Almost exactly two years ago (26th February 2010) on this website (Guide2Care/Care News Today) I asked “Will she stay or will she go? Cynthia Bower’s position as the £200k p.a. head of the Care Quality Commission is compromised by the independent investigation into Mid Staffordshire Hospitals NHS Foundation Trust.”

And, in the summer of 2009, I wrote: Cynthia Bower has “a track record of doing as she’s told, colluding with failure and changing nothing . . .(she) earns more than the prime minister but the frequency and effectiveness of inspections is being cut . . . CQC should be reminded that it serves the public not itself . . . “ (Caring Times July/August 2009)

With Bower’s departure, obvious questions remain unanswered:
Why was she appointed in the first place, when her part in the Mid Staffs disgrace was well known?
How did she survive the repeated failures of CQC?
Who was protecting her while she clung on to her job?
When will there be a complete clear-out of the board and top-management of CQC who are all accountable for the mess it’s in now?

And the questions we in social care must ask ourselves are:
Why did we turn a blind eye while this was happening and do we accept some responsibility for our collusion?
Are we clear about what we want from CQC?

At the Association of Care Managers (ACM) we didn’t collude and we are clear about what we want from CQC.

Time is short for all those who desperately need reliable and incisive regulation of care. The legislation and the structure of CQC are serviceable and can be applied to the job in hand. The last thing we need after the farce we’ve endured is to embark on another round of consultation and deliberation on laws, guidance, regulations and new institutions.

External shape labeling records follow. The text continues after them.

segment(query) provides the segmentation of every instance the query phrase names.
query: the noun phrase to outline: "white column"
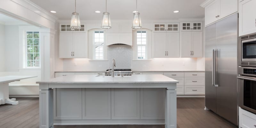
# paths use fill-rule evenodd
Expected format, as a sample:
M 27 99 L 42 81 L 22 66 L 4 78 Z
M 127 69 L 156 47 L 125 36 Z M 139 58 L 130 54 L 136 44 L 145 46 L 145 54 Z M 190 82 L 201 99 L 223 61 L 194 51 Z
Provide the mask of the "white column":
M 41 90 L 39 92 L 39 127 L 53 127 L 53 90 Z
M 54 78 L 54 41 L 55 30 L 40 29 L 41 43 L 41 79 Z
M 165 128 L 177 127 L 177 91 L 166 90 L 165 92 Z

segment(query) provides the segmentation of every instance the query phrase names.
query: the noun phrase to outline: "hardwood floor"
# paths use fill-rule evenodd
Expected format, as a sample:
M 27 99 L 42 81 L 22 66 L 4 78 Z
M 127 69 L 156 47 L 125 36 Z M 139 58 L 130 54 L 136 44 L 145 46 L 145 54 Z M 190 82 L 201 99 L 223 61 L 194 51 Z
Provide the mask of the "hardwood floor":
M 178 98 L 178 128 L 236 128 L 211 111 L 203 98 Z M 38 128 L 39 99 L 17 98 L 17 105 L 0 105 L 0 128 Z M 164 125 L 54 125 L 55 128 L 164 128 Z

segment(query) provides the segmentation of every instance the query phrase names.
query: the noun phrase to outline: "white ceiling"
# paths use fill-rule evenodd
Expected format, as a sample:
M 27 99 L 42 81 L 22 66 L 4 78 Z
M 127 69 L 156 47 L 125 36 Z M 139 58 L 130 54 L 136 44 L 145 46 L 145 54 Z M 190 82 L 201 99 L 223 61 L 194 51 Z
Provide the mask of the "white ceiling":
M 75 0 L 30 0 L 60 20 L 69 20 L 75 12 Z M 205 0 L 138 0 L 138 10 L 142 19 L 175 20 L 204 17 L 200 5 Z M 107 12 L 115 20 L 130 20 L 136 10 L 136 0 L 108 0 Z M 105 8 L 105 0 L 76 0 L 76 12 L 81 20 L 100 20 Z M 174 13 L 175 10 L 180 12 Z M 101 12 L 97 13 L 96 11 Z
M 5 25 L 27 25 L 27 23 L 0 13 L 0 22 Z

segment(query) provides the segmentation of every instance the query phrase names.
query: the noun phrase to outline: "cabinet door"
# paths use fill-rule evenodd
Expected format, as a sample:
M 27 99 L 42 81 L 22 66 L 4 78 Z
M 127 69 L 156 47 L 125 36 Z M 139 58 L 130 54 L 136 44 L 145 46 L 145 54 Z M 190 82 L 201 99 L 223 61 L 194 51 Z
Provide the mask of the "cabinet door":
M 154 33 L 154 57 L 166 57 L 166 33 Z
M 166 33 L 166 47 L 168 57 L 180 57 L 180 33 Z
M 82 88 L 54 88 L 54 119 L 82 119 Z
M 238 11 L 237 0 L 220 0 L 220 19 Z
M 140 88 L 140 119 L 164 119 L 165 89 Z
M 166 32 L 179 32 L 180 23 L 167 23 L 166 24 Z
M 83 119 L 111 119 L 111 89 L 83 90 Z
M 203 57 L 203 32 L 192 32 L 192 56 Z
M 216 0 L 205 7 L 204 9 L 205 26 L 218 20 L 218 17 L 216 16 L 219 14 L 219 0 Z
M 192 32 L 182 32 L 180 39 L 181 43 L 181 57 L 191 57 L 191 33 Z
M 85 33 L 74 33 L 74 58 L 86 58 L 87 57 L 88 47 L 86 44 Z
M 202 31 L 203 22 L 192 22 L 191 23 L 192 31 Z
M 140 88 L 111 88 L 111 119 L 140 119 Z
M 154 24 L 154 32 L 165 32 L 166 31 L 165 23 L 155 23 Z
M 60 58 L 73 58 L 73 34 L 60 33 L 59 57 Z
M 120 23 L 119 32 L 121 33 L 131 33 L 132 32 L 131 23 Z
M 119 38 L 121 43 L 129 45 L 132 45 L 132 33 L 119 33 Z
M 256 0 L 239 3 L 239 36 L 256 32 Z
M 120 43 L 120 36 L 119 33 L 106 33 L 107 45 Z

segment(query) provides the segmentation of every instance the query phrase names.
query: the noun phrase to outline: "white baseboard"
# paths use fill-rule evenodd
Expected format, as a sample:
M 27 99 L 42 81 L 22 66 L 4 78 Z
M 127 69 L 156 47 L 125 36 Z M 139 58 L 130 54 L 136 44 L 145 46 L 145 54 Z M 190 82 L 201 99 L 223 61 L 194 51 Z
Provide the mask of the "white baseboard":
M 177 95 L 177 97 L 205 97 L 204 95 Z
M 9 97 L 39 97 L 39 95 L 9 95 Z

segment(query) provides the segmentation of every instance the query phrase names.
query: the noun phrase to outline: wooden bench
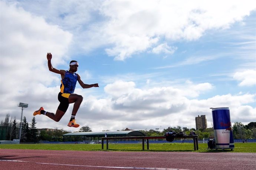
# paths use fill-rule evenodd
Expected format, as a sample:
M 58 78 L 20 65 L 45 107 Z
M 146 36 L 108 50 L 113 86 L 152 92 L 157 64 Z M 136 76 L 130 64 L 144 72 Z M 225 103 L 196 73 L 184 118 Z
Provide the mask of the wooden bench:
M 187 139 L 193 138 L 194 142 L 194 150 L 198 150 L 198 135 L 188 135 L 187 136 L 175 137 L 174 139 Z M 148 150 L 149 150 L 150 139 L 165 139 L 164 136 L 125 136 L 122 137 L 103 137 L 101 138 L 101 146 L 102 149 L 104 149 L 104 140 L 106 140 L 106 149 L 108 149 L 108 141 L 109 140 L 115 139 L 142 139 L 142 150 L 145 149 L 145 140 L 147 139 L 147 147 Z

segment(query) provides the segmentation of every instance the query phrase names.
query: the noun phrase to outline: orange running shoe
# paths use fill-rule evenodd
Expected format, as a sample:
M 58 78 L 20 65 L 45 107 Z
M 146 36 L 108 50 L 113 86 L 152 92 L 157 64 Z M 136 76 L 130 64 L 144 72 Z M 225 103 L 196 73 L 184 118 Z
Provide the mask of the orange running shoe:
M 69 122 L 69 123 L 68 124 L 68 126 L 69 127 L 78 127 L 80 125 L 79 124 L 76 123 L 76 120 L 73 119 L 72 121 Z
M 44 109 L 44 109 L 43 107 L 40 107 L 39 110 L 36 110 L 35 111 L 34 113 L 33 113 L 33 116 L 36 116 L 36 115 L 41 115 L 41 110 L 43 110 Z

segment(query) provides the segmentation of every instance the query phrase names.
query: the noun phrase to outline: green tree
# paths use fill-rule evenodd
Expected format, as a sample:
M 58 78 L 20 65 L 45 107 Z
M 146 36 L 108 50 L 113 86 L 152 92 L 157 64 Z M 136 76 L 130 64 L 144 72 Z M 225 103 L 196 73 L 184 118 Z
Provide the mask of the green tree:
M 32 119 L 32 123 L 30 127 L 30 137 L 29 142 L 37 142 L 38 141 L 37 139 L 38 131 L 36 127 L 36 118 L 35 116 Z
M 18 139 L 19 136 L 19 126 L 16 122 L 16 119 L 14 118 L 12 123 L 10 133 L 10 140 L 13 140 L 14 139 Z
M 20 142 L 27 142 L 29 140 L 29 123 L 27 122 L 27 119 L 24 116 L 22 123 L 21 136 L 20 136 Z
M 245 125 L 245 127 L 247 129 L 251 129 L 253 128 L 256 128 L 256 122 L 250 122 L 247 125 Z

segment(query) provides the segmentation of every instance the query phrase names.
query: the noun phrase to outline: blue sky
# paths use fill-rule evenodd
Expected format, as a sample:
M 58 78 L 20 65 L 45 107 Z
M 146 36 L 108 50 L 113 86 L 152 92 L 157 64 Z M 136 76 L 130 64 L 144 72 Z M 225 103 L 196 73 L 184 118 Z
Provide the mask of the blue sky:
M 77 122 L 93 131 L 195 128 L 201 115 L 211 127 L 211 107 L 255 122 L 256 3 L 190 1 L 1 1 L 0 119 L 19 120 L 20 102 L 29 122 L 41 106 L 55 112 L 50 52 L 54 67 L 76 60 L 84 82 L 99 84 L 75 91 Z M 59 122 L 36 116 L 37 127 L 77 130 L 72 106 Z

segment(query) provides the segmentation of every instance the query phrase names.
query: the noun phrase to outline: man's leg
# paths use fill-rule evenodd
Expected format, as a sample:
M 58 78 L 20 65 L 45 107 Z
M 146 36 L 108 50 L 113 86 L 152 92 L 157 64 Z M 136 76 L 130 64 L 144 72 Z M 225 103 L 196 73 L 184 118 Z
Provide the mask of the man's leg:
M 68 100 L 70 103 L 75 103 L 72 110 L 72 115 L 75 116 L 82 102 L 83 101 L 83 96 L 76 94 L 70 94 L 68 98 Z
M 56 122 L 59 122 L 65 114 L 65 112 L 64 112 L 59 110 L 59 109 L 57 109 L 55 114 L 53 113 L 47 112 L 45 113 L 45 115 L 53 120 Z

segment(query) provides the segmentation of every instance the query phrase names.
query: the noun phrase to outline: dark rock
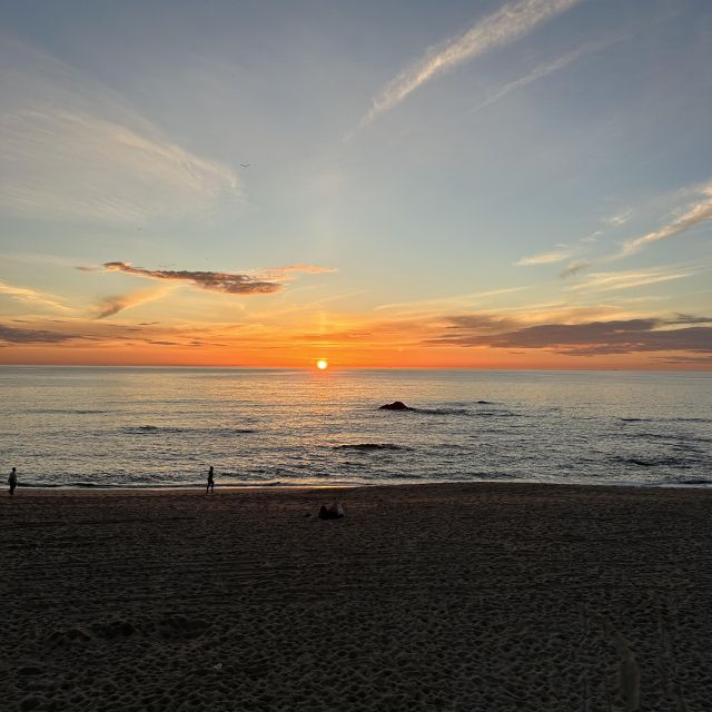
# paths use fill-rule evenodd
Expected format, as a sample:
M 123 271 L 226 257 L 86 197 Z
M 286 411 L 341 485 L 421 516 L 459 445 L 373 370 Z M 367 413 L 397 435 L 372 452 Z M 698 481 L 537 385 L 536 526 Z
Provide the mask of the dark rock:
M 24 665 L 18 670 L 18 675 L 41 675 L 44 671 L 37 665 Z
M 344 508 L 340 504 L 332 504 L 328 507 L 323 504 L 319 507 L 319 520 L 340 520 L 344 516 Z
M 413 408 L 408 408 L 408 406 L 402 400 L 394 400 L 393 403 L 386 403 L 386 405 L 382 405 L 379 411 L 413 411 Z

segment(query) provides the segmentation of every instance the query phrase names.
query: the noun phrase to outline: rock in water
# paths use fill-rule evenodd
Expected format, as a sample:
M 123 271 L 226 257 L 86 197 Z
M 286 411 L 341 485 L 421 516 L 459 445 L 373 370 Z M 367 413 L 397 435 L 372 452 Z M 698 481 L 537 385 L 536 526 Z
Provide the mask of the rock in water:
M 413 408 L 408 408 L 408 406 L 403 403 L 403 400 L 394 400 L 393 403 L 386 403 L 386 405 L 382 405 L 379 411 L 413 411 Z
M 344 516 L 344 507 L 340 504 L 332 504 L 328 507 L 323 504 L 319 507 L 319 520 L 340 520 Z

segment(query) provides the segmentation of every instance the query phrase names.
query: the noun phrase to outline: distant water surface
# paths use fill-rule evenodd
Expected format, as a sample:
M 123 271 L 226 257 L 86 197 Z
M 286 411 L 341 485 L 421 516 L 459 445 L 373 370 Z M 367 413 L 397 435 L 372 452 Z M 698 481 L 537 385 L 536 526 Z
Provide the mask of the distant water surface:
M 0 367 L 22 485 L 712 484 L 712 374 Z M 379 411 L 404 400 L 411 412 Z

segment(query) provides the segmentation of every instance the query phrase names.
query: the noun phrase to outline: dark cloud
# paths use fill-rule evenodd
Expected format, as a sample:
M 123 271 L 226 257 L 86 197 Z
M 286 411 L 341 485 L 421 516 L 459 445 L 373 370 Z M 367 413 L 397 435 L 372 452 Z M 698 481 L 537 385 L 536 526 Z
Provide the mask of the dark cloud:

All we need is a clear, plain process of inspection in which inspectors check that care homes are providing good enough care.

The Association of Care Managers calls for a new approach to regulation and inspection of adult social care:
Prioritise the quality of care and the rights and safety of the people who use the services – this is the primary purpose of inspection
Inspect services as often as necessary but at least once a year
Inspectors should aim to prevent bad practice rather than to condemn it after it has occurred and after clients have suffered
Inspectors should be locally based and known – and accessible - to the public and users of the services
Inspection reports should be written for the public
Inspectors should work directly with residents and relatives, staff and managers of individual homes, NOT with the provider groups and organisations
Inspectors should respond to and investigate complaints, and be willing and available to visit the service without notice and at any time
Inspectors should understand how the services work and be willing and able (when appropriate) to help services to improve
People who use services should have a formal and influential voice in the assessment of care.

We believe all of this can be achieved with lower inspection fees. However, it will mean a total reorganisation of the CQC, dismantling the centralised bureaucracy and grandiose management structure, and setting up local Healthwatch inspection teams employing independent inspectors who will be judged by - and paid by - results.

ACM supports the effective inspection of care services, concentrating on the rights, safety and wellbeing of those who use the services.